Esma Ben Said
17 Janvier 2018•Mise à jour: 17 Janvier 2018
AA/Kinshasa/Pascal Mulegwa
Trois agences de l'ONU ont lancé mercredi un appel urgent pour "sauver des vies" dans le centre de la République démocratique du Congo (RDC) où 400 000 enfants souffrant de malnutrition aiguë sévère risquent de mourir.
Il s'agit de l’Organisation des Nations Unies pour l'alimentation et l'agriculture (FAO), l'UNICEF et le Programme alimentaire mondial (PAM).
"Le gouvernement congolais et la communauté internationale doivent se réengager sur tous les fronts pour prévenir une famine majeure au Kasaï. Ne pas le faire, immédiatement et collectivement, signifie que beaucoup vont mourir", a déclaré dans un communiqué conjoint Claude Jibidar, Représentant du PAM en RDC.
Dans la région du Kasaï, des violences déclenchées depuis Aout 2016 après la mort d’un influent chef tribal opposé au régime de Kabila ont fait pas moins de 5 000 morts selon l’ONU et ont fait fuir 1.4 million de personnes.
"Le temps presse pour sauver des centaines de milliers de vies", ont averti les trois agences.
"Les agriculteurs qui ont fui leurs villages à cause du conflit ont raté trois saisons agricoles successives. Cela a laissé les gens avec presque rien à manger. L'aide alimentaire ne parvient pas à combler le vide", ajoutent-elles.
Dans cette région classée parmi les plus pauvres du pays, seulement 400 000 des 3,2 millions de personnes souffrant d'insécurité alimentaire grave au Kasaï ont reçu une aide en décembre dernier, selon les trois agences, qui se plaignent de l’insuffisance des ressources au vu de l'ampleur de la souffrance humaine.
L'ONU et ses partenaires "courent contre la montre" pour nourrir la population du Kasaï, en combattant la malnutrition parmi les enfants et renforcer la résilience.

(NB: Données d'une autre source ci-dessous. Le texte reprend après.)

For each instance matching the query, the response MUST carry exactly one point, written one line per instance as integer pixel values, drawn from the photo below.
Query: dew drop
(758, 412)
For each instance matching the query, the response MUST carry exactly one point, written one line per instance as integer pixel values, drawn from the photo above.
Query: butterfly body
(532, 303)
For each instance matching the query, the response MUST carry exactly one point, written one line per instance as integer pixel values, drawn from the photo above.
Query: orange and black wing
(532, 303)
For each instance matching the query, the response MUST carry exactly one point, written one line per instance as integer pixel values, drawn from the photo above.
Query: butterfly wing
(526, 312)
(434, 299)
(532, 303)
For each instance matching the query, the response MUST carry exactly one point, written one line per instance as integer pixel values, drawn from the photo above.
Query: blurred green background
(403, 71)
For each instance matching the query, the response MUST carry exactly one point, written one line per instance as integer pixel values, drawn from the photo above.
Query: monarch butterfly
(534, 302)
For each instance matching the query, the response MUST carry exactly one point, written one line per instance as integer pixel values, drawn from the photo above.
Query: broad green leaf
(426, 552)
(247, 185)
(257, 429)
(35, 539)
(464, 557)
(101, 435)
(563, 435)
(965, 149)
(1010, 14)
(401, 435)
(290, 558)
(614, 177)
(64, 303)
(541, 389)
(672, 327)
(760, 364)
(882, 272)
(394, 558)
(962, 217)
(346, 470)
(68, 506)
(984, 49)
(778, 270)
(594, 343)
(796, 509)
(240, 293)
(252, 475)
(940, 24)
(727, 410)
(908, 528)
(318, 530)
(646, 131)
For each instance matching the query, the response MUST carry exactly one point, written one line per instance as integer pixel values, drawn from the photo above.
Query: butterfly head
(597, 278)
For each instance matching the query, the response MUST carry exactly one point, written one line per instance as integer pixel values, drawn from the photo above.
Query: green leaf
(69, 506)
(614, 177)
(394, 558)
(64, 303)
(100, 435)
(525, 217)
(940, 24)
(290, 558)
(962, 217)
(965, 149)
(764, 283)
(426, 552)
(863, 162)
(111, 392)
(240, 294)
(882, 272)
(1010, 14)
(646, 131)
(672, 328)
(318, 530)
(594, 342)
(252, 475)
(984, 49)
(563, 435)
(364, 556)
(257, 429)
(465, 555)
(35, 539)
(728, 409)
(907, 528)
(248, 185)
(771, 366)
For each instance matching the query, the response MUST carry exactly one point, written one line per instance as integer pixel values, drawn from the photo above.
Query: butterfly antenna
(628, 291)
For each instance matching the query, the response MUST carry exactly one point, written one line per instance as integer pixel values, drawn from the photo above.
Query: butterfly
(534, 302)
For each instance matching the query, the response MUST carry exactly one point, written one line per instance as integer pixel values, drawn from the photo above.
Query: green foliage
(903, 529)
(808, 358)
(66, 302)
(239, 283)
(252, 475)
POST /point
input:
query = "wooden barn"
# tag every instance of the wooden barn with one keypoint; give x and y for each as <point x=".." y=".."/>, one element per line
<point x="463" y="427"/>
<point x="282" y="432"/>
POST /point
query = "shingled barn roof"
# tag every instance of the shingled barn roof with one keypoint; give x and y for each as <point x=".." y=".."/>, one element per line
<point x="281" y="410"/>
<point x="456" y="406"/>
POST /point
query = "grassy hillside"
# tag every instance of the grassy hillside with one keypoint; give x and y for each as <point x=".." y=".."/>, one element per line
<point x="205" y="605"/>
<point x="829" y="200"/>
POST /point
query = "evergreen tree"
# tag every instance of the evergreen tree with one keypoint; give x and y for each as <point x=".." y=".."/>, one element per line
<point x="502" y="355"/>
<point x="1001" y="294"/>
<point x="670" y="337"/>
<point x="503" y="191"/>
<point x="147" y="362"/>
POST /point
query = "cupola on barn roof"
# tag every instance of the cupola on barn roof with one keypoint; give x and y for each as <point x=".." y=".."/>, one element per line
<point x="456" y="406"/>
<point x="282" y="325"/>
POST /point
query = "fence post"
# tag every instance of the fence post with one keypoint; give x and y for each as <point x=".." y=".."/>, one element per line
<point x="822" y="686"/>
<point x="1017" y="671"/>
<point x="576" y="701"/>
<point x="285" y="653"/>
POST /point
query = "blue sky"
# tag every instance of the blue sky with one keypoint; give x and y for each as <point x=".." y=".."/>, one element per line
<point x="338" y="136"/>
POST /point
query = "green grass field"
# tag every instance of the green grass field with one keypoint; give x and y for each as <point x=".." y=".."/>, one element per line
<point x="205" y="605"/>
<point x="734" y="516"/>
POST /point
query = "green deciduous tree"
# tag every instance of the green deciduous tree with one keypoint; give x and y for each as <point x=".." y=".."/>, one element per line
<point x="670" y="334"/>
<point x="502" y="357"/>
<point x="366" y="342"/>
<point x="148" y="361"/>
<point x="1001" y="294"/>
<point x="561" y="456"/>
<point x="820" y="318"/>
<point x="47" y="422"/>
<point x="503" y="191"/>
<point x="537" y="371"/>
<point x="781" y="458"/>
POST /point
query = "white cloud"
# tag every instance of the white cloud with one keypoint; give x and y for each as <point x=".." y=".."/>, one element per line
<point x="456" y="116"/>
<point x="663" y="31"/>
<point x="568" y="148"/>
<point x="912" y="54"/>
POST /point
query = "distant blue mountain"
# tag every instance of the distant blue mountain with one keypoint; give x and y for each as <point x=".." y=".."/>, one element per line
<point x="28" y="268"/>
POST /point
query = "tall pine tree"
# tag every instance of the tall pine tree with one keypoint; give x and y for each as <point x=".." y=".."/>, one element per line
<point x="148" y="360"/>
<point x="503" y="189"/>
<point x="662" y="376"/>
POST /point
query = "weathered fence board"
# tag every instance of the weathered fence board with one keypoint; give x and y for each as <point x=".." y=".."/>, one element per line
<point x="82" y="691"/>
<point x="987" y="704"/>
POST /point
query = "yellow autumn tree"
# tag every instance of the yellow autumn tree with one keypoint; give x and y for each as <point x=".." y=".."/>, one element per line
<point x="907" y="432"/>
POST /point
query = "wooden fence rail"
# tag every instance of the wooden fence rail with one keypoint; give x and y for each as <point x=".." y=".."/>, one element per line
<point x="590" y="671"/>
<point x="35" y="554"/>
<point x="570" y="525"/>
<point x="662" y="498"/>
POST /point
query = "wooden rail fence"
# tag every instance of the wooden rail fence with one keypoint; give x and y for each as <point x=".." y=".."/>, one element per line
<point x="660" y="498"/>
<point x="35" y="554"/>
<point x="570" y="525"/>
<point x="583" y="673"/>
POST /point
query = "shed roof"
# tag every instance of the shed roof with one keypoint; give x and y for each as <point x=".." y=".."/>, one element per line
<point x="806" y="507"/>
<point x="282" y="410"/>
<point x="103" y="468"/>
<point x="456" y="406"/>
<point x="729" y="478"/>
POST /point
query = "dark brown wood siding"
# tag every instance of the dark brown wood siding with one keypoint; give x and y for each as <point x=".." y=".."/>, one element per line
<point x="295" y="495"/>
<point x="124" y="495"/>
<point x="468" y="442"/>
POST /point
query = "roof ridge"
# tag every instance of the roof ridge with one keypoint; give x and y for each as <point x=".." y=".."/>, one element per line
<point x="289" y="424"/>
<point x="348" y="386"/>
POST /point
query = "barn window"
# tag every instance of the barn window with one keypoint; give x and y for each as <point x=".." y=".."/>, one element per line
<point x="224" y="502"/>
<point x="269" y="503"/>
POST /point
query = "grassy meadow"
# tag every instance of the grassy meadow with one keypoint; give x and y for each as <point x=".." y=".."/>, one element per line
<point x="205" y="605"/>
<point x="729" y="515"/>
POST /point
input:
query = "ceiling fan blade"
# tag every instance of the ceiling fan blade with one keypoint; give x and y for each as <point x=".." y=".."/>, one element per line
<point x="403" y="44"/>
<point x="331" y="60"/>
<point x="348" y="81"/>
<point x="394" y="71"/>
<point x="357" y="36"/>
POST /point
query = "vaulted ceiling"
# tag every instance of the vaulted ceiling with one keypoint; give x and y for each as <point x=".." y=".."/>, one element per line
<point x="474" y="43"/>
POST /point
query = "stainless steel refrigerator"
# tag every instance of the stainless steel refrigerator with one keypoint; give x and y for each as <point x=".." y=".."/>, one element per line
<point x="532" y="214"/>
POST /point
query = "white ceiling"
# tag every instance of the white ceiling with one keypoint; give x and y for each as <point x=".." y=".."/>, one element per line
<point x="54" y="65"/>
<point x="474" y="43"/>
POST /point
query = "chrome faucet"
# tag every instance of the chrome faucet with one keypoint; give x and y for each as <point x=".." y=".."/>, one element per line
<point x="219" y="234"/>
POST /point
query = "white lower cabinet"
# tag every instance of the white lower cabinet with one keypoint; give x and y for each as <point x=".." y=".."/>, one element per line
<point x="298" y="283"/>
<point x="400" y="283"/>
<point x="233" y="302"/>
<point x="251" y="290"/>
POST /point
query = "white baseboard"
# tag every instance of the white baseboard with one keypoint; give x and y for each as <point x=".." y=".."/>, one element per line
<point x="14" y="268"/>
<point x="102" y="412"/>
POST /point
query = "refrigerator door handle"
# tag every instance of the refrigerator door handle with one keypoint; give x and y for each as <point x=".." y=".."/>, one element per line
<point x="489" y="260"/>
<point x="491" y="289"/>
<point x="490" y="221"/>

Mais les obstacles se dressent contre eux : "infrastructures limitées, sécurité médiocre et moyens financiers insuffisants", dégaine le communiqué.
Face à cette crise, l'ONU demande 1,37 milliard d'euros pour ses opérations humanitaires en RDC cette année, a déclaré lors d’une conférence de presse mercredi à Genève, Jean-Philippe Chauzy, représentant de l'agence de l'ONU pour les
migrants (OIM) au Congo-Kinshasa.
"Si nous n'obtenons pas un tel niveau de financement, des gens vont mourir. Je veux être clair à ce sujet", a-t- il dit, indiquant que la situation humanitaire dans ce pays a atteint un "point de rupture".